After spending much of the last few decades on the front line of politics, Serbia is now grappling with a new set of problems. The country’s budget deficit is swelling, a quarter of its people are unemployed and, according to deputy prime minister Aleksandar Vucic, Serbia is ‘virtually on the verge of bankruptcy.’
The country’s public debt ballooned from around 35% of GDP in 2009 to almost 60% last year and its budget deficit is around 7.5%.
To stave off an impending crisis, the cash-strapped country is hoping British businesses can help relieve the financial strain. In an attempt to woo foreign investors, companies which set up shop in Serbia will get a 10-year corporate tax break, providing they invest €9m (£7.8m) in the country and create at least 100 jobs.
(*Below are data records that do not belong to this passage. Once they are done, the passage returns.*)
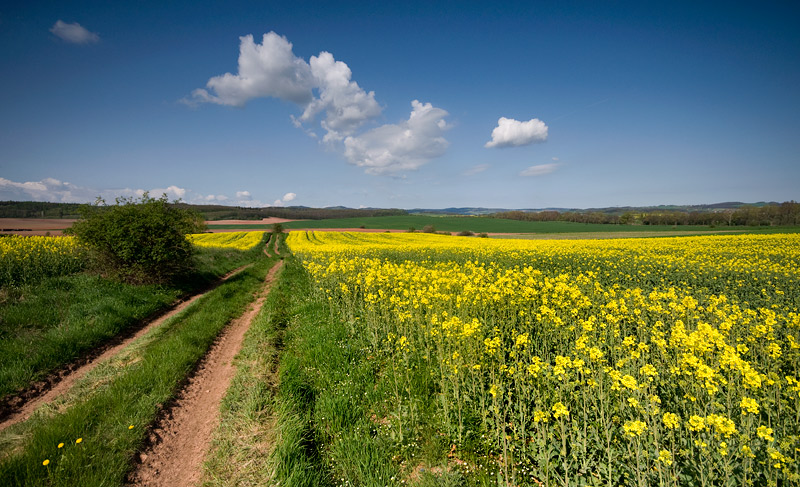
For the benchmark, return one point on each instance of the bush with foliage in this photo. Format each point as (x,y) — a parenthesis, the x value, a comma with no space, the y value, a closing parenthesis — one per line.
(139,240)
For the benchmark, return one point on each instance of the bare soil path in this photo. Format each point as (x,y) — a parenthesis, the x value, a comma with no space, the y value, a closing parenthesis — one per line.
(181,440)
(20,407)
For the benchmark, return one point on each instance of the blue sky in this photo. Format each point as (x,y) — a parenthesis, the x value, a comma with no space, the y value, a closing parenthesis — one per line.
(408,105)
Belgrade is still struggling to overcome its troubled past
In the heart of Belgrade, a factory is pumping out 1,900 cans a minute for the likes of Heineken, Coca-Cola and Pepsi. Ball Packaging is one of Serbia’s most successful foreign direct investment projects, investing €100m into its operations since coming to Serbia in 2004.
‘We came here because we need to be close to our customers, and being in the centre of everything saves on transport costs,’ says David Banjai, Ball Packaging’s plant manager. ‘The labour costs are also cheaper. A skilled person costs a lot less here than in Germany, for instance.’
Ball Packaging Europe, which is headquartered in Zurich and operates in 12 locations across Europe, produces around 1 billion cans a year. The business has been fairly recession-proof, having benefited from people opting to buy cheap cans from their local supermarket rather than go to the pub. Last year the firm’s exports from Serbia rose by around 40% on 2011.